Pendant l’implantation de ce profond changement, la construction d’une merveille architecturale battait son plein dans le comté des Banches, au nord. Grâce aux plans de Gaston Savagnier, architecte laurois, la Forteresse du Fils, érigée à même les montagnes des Crocs à l’aide de marbre noir, mobilisa pendant près de quatre ans des centaines d’ouvriers. Aldrick Aerann ne souhaitait pas uniquement affubler son fief d’un fortin susceptible de protéger ses possessions ; il aspirait à faire honneur aux générations d’Aerann qui l’avaient précédé et qui avaient subi la domination humiliante des Lobillard. C’est en 320 que le chantier de la Forteresse du Fils s’acheva. Lors de son inauguration, le palatin annonça publiquement qu’il établissait le siège de son pouvoir en ce lieu, laissant à la Guilde franche d’Ébène le contrôle de Felbourg la cité. Permission conditionnelle à l’entretien minutieux du célestaire de Felbourg édifié plus tôt par Gilbert Fallières, Primat de l’Ordre de l’Illumination.

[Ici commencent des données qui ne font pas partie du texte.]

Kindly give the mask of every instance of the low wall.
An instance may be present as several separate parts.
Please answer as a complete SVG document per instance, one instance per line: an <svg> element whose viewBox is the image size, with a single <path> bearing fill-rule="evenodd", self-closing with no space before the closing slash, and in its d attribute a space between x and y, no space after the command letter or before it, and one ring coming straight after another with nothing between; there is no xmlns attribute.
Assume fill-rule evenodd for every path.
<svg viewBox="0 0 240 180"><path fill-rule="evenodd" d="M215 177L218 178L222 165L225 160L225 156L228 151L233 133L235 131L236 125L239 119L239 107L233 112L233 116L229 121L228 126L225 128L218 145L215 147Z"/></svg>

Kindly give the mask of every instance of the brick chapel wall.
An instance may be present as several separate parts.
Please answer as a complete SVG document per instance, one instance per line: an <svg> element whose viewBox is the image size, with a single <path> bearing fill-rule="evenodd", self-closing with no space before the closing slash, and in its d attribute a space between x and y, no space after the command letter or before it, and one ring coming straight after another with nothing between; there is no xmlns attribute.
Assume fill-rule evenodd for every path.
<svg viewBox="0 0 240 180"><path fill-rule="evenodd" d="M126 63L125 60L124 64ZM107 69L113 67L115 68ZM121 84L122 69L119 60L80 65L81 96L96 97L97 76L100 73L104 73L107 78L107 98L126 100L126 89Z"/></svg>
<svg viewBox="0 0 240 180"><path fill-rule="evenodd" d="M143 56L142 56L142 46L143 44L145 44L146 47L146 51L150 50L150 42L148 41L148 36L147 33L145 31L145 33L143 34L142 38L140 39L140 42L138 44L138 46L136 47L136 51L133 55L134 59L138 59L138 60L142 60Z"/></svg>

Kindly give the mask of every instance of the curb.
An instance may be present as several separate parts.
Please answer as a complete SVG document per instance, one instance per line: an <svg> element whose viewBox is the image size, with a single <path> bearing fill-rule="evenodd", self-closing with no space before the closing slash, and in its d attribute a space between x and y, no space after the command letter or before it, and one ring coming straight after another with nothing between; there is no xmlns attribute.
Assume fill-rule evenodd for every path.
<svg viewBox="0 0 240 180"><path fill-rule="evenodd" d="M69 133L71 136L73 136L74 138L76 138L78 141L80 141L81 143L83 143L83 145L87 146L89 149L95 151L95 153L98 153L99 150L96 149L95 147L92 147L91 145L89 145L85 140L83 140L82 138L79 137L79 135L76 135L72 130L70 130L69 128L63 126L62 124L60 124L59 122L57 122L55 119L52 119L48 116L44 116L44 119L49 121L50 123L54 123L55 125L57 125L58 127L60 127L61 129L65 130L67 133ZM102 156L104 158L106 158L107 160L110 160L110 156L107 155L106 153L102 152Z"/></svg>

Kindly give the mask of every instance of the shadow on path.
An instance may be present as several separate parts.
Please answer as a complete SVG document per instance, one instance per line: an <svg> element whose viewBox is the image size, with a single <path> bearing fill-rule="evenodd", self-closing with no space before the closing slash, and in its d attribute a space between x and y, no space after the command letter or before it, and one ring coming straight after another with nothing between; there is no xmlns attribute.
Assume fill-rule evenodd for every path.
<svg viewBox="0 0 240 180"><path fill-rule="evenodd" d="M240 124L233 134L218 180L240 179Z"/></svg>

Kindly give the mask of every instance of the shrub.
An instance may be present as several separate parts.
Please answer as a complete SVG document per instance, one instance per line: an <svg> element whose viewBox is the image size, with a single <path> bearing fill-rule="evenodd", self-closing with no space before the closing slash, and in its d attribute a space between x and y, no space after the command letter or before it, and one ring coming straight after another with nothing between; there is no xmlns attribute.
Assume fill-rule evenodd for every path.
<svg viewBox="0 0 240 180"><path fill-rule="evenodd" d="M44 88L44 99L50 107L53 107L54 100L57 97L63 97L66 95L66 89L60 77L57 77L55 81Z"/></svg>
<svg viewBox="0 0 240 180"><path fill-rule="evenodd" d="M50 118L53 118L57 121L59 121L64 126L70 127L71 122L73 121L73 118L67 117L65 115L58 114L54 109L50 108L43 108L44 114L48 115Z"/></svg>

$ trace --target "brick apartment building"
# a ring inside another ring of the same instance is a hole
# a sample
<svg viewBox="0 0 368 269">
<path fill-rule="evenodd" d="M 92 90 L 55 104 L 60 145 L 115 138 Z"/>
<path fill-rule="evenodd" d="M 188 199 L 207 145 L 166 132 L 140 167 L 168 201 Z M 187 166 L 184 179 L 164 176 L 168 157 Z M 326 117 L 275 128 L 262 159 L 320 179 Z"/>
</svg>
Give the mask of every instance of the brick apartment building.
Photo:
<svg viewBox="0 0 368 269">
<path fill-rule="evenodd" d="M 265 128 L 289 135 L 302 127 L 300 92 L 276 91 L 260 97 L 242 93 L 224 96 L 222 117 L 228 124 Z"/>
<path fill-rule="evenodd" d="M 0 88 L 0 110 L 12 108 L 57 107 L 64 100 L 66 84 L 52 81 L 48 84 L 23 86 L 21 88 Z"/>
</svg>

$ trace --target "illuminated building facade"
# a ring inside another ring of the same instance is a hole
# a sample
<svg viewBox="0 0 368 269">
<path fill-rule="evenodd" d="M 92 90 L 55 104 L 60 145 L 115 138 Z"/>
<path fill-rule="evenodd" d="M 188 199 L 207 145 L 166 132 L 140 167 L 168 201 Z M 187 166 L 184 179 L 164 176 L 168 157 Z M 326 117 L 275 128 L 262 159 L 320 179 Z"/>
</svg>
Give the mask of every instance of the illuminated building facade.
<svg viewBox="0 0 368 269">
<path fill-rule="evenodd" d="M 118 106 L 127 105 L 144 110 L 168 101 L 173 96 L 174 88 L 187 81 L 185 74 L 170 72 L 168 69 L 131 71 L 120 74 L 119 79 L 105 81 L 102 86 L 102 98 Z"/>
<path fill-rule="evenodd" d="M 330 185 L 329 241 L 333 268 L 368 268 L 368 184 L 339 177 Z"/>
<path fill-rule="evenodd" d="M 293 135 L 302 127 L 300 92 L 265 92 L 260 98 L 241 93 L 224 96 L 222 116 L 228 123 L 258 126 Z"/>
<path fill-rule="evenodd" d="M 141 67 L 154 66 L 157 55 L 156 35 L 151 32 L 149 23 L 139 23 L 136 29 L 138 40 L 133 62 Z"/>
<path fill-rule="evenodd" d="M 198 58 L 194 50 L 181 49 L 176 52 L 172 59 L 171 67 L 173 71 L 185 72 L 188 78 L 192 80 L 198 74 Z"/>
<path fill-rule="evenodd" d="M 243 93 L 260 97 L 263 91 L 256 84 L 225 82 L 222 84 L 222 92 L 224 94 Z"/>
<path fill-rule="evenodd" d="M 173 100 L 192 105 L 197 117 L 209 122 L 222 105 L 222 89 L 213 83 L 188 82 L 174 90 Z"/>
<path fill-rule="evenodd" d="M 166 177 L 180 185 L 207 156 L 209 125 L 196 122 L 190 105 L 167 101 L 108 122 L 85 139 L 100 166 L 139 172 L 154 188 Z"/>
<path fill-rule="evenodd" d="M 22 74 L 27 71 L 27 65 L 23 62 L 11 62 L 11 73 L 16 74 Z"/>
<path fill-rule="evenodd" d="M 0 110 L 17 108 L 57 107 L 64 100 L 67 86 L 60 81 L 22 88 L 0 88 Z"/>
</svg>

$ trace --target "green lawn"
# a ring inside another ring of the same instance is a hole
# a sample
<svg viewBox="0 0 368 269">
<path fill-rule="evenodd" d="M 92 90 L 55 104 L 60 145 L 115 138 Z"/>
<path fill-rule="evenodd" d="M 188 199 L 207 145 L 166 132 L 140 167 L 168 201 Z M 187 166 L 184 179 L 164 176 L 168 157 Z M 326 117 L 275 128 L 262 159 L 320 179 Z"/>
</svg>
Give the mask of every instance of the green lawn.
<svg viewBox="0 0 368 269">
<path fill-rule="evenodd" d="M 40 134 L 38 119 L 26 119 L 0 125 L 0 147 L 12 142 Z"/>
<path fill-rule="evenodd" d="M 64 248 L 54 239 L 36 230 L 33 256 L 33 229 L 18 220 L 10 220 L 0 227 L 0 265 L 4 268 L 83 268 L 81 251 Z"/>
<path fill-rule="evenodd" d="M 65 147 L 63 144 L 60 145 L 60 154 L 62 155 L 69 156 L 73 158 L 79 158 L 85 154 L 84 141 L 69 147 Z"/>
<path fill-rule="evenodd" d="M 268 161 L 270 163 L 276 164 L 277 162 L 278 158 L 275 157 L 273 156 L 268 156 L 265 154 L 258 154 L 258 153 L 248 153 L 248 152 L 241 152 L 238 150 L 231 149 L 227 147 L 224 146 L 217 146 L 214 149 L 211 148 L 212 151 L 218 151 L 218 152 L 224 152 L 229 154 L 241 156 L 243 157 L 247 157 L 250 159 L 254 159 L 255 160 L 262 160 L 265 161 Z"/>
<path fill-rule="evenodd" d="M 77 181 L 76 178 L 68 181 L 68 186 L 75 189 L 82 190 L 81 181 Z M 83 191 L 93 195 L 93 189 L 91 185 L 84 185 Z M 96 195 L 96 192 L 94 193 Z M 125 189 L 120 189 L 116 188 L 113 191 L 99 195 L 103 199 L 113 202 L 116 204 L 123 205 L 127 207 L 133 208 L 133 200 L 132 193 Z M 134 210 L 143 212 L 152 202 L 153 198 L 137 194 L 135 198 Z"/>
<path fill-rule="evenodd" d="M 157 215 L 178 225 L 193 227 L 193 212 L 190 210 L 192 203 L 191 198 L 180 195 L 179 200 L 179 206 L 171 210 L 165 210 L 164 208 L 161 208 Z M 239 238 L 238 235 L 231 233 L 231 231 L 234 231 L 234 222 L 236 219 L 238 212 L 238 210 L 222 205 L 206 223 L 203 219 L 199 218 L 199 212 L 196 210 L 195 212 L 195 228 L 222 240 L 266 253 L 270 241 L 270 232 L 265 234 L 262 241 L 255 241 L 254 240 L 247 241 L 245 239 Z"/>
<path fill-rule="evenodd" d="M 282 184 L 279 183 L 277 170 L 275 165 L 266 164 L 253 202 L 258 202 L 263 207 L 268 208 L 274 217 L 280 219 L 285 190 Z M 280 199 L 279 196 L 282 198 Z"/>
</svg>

En 321, Felbourg s’est enfin remise de la guerre civile qui la déchira six ans auparavant. Les cinq années que durèrent le soulèvement de la princesse offrirent paradoxalement un répit aux civils et marchands du palatinat qui en profitèrent pour reprendre leur vie quotidienne. Astrid Aerann et Théo Cerbère, constatant l’imposante charge représentant leur position sur la Table de Fel, délaissèrent volontairement leurs comtés pour s’adonner à ces tâches. Ulrich Aerann, quant à lui, prit l’habitude de siéger aux côtés de son père dans la Forteresse du Fils. On raconte que le successeur au palatin de Felbourg aurait graduellement sombré dans une colère sourde au cours des dernières années. Abandonné par son cousin Eckhart II Aerann et son ancienne épouse Isik Nazem, il aurait perdu toute forme de compassion et s’adonnerait aux pires formes de torture sur ses prisonniers. Il aurait même renier ses propres enfants, présentement recherchés par plusieurs chasseurs de tête.